Yes I know you're supposed to wash them, but they're fucking impossible to wash properly and no matter how hard you try eventually something gets stuck down there whether its jizz, lube or just water that goes bad.
Tried a vibrating egg for a while, it was actually quite nice but it broke after a couple of weeks. Never felt the need to buy another cuz while it was nice it wasnt 'that' good.
By far the hands down best sex toy ever made is a magic wand.
doesnt matter the brand or price. They're cheap and extremely reliable.

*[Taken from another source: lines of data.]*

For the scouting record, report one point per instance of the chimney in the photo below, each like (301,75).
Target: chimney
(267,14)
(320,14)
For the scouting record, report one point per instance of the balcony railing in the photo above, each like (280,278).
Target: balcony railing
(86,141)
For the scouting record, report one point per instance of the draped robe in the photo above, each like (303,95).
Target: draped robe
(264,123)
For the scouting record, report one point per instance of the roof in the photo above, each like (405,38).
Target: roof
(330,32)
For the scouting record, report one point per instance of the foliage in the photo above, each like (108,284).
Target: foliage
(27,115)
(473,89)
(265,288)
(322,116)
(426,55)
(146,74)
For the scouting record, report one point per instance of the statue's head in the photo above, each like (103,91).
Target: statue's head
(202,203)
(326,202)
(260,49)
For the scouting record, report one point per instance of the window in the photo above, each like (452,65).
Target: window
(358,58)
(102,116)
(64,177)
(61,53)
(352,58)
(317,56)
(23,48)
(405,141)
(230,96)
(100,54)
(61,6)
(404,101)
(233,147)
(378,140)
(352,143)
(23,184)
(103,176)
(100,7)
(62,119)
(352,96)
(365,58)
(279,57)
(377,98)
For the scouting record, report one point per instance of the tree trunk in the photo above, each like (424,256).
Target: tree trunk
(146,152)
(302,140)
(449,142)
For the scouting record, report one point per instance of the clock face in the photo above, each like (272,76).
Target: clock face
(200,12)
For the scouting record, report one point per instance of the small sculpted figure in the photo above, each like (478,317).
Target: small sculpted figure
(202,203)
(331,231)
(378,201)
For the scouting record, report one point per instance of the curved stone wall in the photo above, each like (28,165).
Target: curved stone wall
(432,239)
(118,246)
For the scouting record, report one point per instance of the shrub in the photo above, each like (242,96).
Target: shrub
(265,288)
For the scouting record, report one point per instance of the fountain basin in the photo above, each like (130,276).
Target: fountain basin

One of my exes had literally never had an orgasm before cuz she had that one condition where her sexual organs (ie: her pussy, uterus and clit) werent properly developed. Like she was to the point where she never had a period unless she took medicine to make it happen.
Anyway, I used this on her a bunch of times. Her first time she finally understood.
>Wtf?
>THATS an orgasm?
>Holy shit!
>No wonder people write cringy pop songs about sex and love all the time, I thought it was made-up.
Not just on women but I had fun with it too, plus as a regular massager like if you had a shoulder cramp or a headache or something.